Sivrihisarlı Nasreddin Hoca’ya her yıl düzenli anma törenleri yapılır. Bu törenler hep tek düze bir biçimde yapılırdı. Bizde inatla bu törenlere giderek, nasıl haber yapacağımızı düşünürdük. Türkiye çapındaki gazetelerde festivalle ilgili ilginç bir konuyu gündeme getirecektik ki, haber yayınlansın. Milliyet de çalıştığım zamana yapılan bir festivalde yine Nasreddin Hoca’yı Mustafa Karatepe canlandırıyordu. Karatepe, takma sakalları, Nasreddin Hoca giysisi ile eşeğin üstünde, elinde de megafonla halkı festivale çağırıyordu.

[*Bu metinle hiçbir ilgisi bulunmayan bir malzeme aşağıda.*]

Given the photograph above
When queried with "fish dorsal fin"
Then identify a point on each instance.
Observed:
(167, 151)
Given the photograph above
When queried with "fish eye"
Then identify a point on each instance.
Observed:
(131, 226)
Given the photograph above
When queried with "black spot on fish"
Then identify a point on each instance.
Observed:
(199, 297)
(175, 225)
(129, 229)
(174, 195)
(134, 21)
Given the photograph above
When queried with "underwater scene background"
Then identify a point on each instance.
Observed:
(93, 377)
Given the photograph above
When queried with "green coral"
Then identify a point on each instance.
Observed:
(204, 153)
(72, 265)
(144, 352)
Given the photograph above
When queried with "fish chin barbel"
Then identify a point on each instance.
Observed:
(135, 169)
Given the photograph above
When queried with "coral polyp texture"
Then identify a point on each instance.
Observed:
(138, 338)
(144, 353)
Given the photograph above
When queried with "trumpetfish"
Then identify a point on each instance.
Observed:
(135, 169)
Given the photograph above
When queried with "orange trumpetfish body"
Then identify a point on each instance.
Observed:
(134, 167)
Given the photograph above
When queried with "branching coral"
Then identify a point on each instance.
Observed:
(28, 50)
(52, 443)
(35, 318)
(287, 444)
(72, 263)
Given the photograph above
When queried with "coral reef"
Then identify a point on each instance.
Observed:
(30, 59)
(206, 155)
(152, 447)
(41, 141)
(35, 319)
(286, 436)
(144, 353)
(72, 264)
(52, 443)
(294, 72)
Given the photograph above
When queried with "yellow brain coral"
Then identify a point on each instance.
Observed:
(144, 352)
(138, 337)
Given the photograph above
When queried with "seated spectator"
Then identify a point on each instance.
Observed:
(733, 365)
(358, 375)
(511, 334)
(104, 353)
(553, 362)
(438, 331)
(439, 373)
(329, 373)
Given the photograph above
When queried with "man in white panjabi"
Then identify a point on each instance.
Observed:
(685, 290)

Karatepe’nin bu pozu tam bana göreydi. Onu, elindeki megafonla modern Nasreddin Hoca olduğunu yazınca, haber Milliyet’in birinci sayfasına girmişti. O dönemlerde bir Sivrihisarlı olarak, Akşehirlilerin düzenledikleri Nasreddin Hoca etkinliklerini kıskanırdık. Nasreddin Hoca’nın hemşerileri olarak daha iyi etkinlikler düzenlememiz gerektiğini düşünürdük. Bu durumun Hamid Yüzügüllü’nün belediye başkanı olması ile değiştiğini gözlemlemek, her Sivrihisarlı gibi beni de mutlu etmektedir.
BAKAN AVCI’NIN DESTEĞİNİN ÖNEMİ BÜYÜK
Sivrihisar Belediyesinin çalışmalarını yakından takip eden bir arkadaşım, bu yıl ki, Nasreddin Hoca festivalini takip ettikten sonra bana şunları söyledi:”Ben şunu anladım. Belediye başkanı işadamı olacak”. Kültür ve Turizm Bakanının Eskişehir milletvekili olması, en başta Sivrihisar’a büyük katkısı olduğu bir gerçektir. Festivalde bunun ağırlığını hissettik.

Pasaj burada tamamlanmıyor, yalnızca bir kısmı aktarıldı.